Have you considered using FoundationDB as a storage layer to match that feature?

Disclaimer: I have no idea how to build a distributed search engine.

karterk · on May 3, 2018

I might not be 100% correct on this, but it seems like even Algolia keeps all records in a single host and uses the other 2 hosts for only high availability.

Having said that, exploring a FoundationDB integration is definitely an interesting idea. However, quite a lot of use cases can be served perfectly well with a simple master+slave set-up, so my primary focus is on that until there is enough demand for horizontal scalability. For e.g. Typesense is not a great fit for things like log data that typically need large amounts of storage.

nl · on May 3, 2018

I noticed that Google (who know a bit about search I think) link to Algolia as the recommended way to do search if you are using Cloud Firestore.

That seems a good recommendation.

exclusiv · on May 3, 2018

Yeah it's solid and easy to setup by using cloud functions on firestore events.

Querying on Firestore is really limited though and quite surprising really. They even have geopoint data types but you can't query on them.

I'm sure they'll add a lot more soon but Algolia has been great for filling in those gaps and adding robust search.

tootie · on May 3, 2018

Straying OT, but I find Google Cloud's array of database options to be hopelessly confusing. Particularly with the Fire* offerings that are all really cool, but seemingly limited to mobile use cases.

donmatito · on May 3, 2018

Every time I need to use Algolia in a project, there is this sense of "wow". It's such a magical feeling. Every single time.

curiousgal · on May 3, 2018

Well honestly, when searching through HN posts, their fuzzy search deature can be annoying.

DanBC · on May 3, 2018

It can be turned off.

amelius · on May 3, 2018

Offtopic: isn't it about time that Linux distros get a serious "built-in" search engine?

I mean, there's the "locate" command, but many people disable it because it's a performance hog. Shouldn't "search" be an integral part of OS and/or filesystem architecture?

e12e · on May 6, 2018

I actually use mlocate a bit, one benefit is that it's a simple system, easy to understand. And it's seen some use, so it tries to keep permissions consistent between the index/search and the filesystem.

There's also been a few attempts at integrating search with the various desktop projects, generally backed by xapian or some other full-term search library. I'm not sure what are currently the best/best maintained options.

I seem to recall gnome "tracker" had the most traction last I checked, not sure if eg the kde project has something similar. Looks like canonical booted tracker from the default install in 18.04 lts:

https://community.ubuntu.com/t/install-tracker-by-default-in...
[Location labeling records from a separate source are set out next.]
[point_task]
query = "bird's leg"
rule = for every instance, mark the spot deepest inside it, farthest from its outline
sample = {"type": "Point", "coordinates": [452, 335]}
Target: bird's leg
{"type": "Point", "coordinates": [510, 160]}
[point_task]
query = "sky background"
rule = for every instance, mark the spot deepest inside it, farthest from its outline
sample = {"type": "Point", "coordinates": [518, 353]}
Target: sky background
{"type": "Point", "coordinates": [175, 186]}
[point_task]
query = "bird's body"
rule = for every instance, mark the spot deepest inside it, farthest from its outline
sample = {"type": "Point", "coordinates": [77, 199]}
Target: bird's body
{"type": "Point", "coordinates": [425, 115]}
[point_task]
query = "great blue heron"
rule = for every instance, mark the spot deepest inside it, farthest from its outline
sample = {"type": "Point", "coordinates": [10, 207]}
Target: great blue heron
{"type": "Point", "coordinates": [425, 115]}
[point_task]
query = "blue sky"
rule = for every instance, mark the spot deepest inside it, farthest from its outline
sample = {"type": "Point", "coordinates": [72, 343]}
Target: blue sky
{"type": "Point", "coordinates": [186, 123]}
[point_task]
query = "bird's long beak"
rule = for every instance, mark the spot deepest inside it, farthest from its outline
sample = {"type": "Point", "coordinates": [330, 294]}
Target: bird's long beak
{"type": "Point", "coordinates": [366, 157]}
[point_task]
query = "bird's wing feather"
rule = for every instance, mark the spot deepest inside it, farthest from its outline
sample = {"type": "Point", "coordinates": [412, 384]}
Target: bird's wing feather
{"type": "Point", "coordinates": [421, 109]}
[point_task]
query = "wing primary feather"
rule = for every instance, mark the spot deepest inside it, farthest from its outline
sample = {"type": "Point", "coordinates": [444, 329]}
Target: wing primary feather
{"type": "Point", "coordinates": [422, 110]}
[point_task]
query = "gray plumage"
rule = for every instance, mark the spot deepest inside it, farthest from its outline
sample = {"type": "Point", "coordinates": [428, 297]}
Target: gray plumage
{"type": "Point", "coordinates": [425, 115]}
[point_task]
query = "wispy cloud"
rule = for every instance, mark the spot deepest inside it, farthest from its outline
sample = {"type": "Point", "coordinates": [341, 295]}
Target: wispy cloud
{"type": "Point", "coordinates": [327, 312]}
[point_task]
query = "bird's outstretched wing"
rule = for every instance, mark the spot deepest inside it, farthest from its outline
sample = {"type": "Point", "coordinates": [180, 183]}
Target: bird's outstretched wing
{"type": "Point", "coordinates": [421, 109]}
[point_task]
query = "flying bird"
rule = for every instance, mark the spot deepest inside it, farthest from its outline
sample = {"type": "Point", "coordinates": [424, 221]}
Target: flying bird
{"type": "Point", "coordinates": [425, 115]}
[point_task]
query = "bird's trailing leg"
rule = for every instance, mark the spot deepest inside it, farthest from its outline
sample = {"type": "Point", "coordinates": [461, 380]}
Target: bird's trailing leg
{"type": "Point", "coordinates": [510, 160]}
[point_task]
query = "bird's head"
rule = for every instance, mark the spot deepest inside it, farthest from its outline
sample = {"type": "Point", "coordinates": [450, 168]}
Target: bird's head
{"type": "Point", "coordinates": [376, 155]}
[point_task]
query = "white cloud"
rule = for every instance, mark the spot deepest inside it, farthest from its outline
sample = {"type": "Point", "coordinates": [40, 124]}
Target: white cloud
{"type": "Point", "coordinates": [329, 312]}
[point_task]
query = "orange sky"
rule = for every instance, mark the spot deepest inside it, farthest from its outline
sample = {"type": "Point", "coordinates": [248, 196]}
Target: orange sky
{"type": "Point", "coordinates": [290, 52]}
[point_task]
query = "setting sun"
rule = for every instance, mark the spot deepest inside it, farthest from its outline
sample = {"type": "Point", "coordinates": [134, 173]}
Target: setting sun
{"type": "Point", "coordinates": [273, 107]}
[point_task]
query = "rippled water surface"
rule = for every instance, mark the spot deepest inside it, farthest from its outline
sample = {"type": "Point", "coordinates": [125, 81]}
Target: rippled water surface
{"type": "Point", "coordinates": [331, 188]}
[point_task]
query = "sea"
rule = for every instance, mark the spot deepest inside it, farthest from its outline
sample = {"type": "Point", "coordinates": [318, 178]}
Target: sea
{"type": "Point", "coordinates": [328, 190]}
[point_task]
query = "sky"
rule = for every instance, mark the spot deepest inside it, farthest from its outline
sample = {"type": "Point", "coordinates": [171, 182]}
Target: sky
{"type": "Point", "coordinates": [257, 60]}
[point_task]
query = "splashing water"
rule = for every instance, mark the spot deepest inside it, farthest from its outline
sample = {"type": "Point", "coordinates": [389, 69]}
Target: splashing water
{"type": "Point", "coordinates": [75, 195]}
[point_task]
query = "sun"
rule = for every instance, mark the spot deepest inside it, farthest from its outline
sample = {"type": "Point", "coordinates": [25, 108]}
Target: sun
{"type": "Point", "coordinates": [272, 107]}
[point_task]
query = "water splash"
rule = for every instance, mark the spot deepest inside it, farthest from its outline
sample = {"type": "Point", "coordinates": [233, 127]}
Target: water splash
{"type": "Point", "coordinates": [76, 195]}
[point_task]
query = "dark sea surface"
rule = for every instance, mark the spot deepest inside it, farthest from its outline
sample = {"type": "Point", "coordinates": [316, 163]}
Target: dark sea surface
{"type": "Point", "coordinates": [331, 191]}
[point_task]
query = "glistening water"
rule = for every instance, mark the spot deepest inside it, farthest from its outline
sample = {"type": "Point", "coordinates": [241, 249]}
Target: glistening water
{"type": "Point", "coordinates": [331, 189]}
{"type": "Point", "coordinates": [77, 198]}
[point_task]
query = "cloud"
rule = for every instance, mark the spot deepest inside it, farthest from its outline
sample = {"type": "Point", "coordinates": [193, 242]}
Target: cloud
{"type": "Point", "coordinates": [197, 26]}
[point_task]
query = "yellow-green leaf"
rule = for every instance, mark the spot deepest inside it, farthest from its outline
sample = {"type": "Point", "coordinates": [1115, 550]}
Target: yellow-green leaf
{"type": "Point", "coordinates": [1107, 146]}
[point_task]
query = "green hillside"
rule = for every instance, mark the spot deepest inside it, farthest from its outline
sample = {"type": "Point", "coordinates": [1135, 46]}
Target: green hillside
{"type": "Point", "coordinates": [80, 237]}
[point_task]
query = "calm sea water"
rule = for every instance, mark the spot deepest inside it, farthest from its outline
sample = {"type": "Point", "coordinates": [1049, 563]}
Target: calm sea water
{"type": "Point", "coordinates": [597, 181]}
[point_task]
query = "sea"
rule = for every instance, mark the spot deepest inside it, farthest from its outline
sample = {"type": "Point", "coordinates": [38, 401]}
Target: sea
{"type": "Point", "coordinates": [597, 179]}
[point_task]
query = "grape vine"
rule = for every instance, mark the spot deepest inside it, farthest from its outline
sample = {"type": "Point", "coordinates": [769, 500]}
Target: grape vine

Microsoft had its aborted attempt at a new fs built on top of sql server, for "proper" search at the fs level. I'm not aware of any real file systems that do full search out of the box. And I guess it's not clear that it'd be any better than initial indexing+index refresh on change/on a schedule.

emilsedgh · on May 6, 2018

KDE has Baloo [0]

[0] https://community.kde.org/Baloo

serguzest · on May 3, 2018

I've always thought they were using elasticsearch!

dvirsky · on May 3, 2018

The speed was a telltale that it's not the case ;)

amelius · on May 3, 2018

Does anybody know where statistics/benchmarks are posted for elasticsearch? This would be useful for performance comparisons with other products, and to see if anything is wrong with the configuration in case of slow queries.

ddorian43 · on May 4, 2018

https://benchmarks.elastic.co/index.html

https://github.com/elastic/rally

RyanShook · on May 3, 2018

Can the concept of distributed consensus be seen as an alternative to block chain? https://raft.github.io

zapita · on May 3, 2018

No, blockchains are built on top of distributed consensus. You can have distributed consensus without a blockchain, but not the other way around.